Demircan, aynı zamanda "Bu kişilerin ağır olmayan düzenli egzersiz yapmaları, diyet ve kilo kontrolü hastalık sürecinde olumlu etkiler sağlar." diyerek de kolesterol ve tansiyon hastalarının hareket etmesinin önemini vurguladı.

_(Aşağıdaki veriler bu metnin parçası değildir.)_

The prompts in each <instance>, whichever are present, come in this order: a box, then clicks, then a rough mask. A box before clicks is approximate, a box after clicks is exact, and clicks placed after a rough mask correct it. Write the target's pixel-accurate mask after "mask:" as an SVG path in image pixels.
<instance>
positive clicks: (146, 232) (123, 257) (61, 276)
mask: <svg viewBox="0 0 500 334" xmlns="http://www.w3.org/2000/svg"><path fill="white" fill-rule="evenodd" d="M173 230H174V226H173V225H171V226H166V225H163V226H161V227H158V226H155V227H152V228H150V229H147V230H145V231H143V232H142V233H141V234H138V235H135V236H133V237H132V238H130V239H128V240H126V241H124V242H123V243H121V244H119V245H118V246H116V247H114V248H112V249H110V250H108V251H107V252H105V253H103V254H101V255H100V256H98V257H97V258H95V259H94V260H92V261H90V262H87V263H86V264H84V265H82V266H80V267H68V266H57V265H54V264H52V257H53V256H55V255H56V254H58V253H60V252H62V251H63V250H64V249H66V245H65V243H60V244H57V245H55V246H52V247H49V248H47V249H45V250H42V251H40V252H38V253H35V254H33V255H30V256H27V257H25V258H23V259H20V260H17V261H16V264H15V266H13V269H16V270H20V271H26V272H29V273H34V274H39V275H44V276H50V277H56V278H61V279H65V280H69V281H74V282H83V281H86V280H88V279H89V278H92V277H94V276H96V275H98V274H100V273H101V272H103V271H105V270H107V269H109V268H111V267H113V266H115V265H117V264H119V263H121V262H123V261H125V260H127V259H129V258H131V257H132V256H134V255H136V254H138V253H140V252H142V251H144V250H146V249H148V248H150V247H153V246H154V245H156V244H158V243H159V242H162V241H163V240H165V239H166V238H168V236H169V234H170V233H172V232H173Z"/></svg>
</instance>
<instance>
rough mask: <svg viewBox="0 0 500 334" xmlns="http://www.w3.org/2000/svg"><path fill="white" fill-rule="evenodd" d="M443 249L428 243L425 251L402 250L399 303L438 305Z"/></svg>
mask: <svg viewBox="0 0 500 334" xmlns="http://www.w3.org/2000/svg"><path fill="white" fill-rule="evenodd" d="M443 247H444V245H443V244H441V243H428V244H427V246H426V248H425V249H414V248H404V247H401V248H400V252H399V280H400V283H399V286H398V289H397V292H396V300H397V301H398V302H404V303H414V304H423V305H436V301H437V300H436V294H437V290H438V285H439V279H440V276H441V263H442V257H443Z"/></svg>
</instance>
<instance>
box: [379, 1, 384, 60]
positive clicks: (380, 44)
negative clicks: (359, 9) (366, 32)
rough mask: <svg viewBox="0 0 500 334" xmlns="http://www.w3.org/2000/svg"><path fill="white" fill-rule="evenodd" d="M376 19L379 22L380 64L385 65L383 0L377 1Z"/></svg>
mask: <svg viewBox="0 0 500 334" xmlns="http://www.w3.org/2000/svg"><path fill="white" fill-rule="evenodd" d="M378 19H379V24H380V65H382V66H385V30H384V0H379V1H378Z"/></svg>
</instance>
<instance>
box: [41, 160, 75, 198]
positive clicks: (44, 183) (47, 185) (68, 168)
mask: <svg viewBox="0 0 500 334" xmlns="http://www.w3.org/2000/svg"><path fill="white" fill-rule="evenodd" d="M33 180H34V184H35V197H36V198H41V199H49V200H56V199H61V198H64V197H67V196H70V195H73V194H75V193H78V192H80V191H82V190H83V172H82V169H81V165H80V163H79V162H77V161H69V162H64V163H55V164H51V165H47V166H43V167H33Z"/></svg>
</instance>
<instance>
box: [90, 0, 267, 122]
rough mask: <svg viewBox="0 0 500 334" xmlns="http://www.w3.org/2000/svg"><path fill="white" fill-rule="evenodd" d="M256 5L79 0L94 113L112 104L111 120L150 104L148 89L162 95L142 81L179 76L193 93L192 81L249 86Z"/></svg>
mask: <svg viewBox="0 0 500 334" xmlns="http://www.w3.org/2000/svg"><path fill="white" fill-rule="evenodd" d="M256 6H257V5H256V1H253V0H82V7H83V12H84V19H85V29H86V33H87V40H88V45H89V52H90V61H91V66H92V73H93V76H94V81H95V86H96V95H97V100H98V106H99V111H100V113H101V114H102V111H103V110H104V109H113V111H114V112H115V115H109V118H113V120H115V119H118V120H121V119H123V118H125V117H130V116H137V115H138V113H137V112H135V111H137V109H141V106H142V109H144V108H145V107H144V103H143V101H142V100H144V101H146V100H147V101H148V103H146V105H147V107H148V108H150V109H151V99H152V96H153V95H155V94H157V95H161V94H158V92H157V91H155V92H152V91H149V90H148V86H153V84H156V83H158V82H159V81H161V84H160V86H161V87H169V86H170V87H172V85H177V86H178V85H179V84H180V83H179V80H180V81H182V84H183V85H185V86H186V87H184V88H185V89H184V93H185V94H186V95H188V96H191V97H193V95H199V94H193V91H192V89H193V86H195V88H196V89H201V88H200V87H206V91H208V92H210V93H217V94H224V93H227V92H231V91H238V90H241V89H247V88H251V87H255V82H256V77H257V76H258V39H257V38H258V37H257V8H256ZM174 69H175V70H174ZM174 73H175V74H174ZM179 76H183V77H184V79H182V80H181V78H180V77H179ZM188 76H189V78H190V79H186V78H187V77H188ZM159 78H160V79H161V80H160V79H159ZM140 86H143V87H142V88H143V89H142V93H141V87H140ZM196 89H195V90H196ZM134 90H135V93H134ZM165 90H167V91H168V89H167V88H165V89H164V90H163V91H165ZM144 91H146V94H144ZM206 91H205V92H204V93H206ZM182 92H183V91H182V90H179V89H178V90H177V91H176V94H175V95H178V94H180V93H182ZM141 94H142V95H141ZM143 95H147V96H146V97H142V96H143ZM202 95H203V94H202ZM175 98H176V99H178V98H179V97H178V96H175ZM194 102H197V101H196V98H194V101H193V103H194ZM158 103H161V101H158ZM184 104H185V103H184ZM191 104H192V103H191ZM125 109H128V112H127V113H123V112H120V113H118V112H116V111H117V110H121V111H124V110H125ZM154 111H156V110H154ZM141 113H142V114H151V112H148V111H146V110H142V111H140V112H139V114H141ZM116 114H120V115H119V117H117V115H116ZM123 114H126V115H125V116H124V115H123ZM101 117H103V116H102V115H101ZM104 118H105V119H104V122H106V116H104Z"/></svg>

KOLESTEROLÜ DÜŞÜRMENİN YOLLARI!
Kolesterol seviyelerini kontrol altına almak, büyük ölçüde doğru beslenme alışkanlıklarıyla mümkün olur. Özellikle yağ oranı düşük süt ürünlerini tercih etmek, kırmızı et yerine balık tüketmek ve bolca taze sebze-meyveye yer vermek bu süreçte oldukça etkili adımlardır. Bununla birlikte, hazır gıdalardan, kızartmalardan ve işlenmiş yiyeceklerden uzak durmak kolesterolü düşürmede önemli rol oynar.
Doymuş Yağları Azaltın
Kırmızı et ve tam yağlı süt ürünleri gibi doymuş yağ içeren besinler, kötü kolesterol (LDL) seviyelerini yükseltebilir. Bu nedenle bu tür gıdaların tüketimi sınırlandırılarak kolesterol dengesinin korunması mümkün hale gelir.
Trans Yağlardan Uzak Durun
Özellikle margarinlerde ve bazı hazır pastane ürünlerinde bulunan trans yağlar, LDL kolesterolü yükselttiği gibi kalp sağlığını da tehdit eder. Bu tür yağlar yerine zeytinyağı, fındık yağı gibi sağlıklı yağlar tercih edilmelidir.

Omega-3 Takviyesi Şart
Somon, uskumru, ceviz ve keten tohumu gibi omega-3 bakımından zengin besinler, doğrudan kötü kolesterolü düşürmese de kalp sağlığı üzerinde olumlu etkiler gösterir. Omega-3, HDL (iyi kolesterol) seviyesini artırarak denge sağlar.
Lifli Gıdaları Artırın
Çözünür lif, kolesterolün kana karışmadan önce emilimini sınırlar. Yulaf, elma, armut, Brüksel lahanası ve kuru fasulye gibi besinler bu anlamda güçlü destekçiler arasındadır. Ayrıca lifli gıdalar uzun süre tokluk hissi vererek kilo kontrolüne de yardımcı olur.
Kuruyemişlerle Kalbinizi Koruyun
Ceviz, badem, yer fıstığı gibi kuruyemişler hem kalp sağlığına fayda sağlar hem de LDL kolesterol seviyelerinin düşmesine yardımcı olabilir. Günde bir avuç kadar tüketmek, faydalarını görmek için yeterli olabilir.
Meyvelerden Gelen Doğal Destek
Elma, çilek, üzüm ve özellikle turunçgiller, içerdiği pektin adlı çözünür lif sayesinde kolesterolün düşürülmesine katkı sağlar. Bu meyveler hem besleyici hem de koruyucu etkileriyle beslenme düzeninde mutlaka yer almalıdır.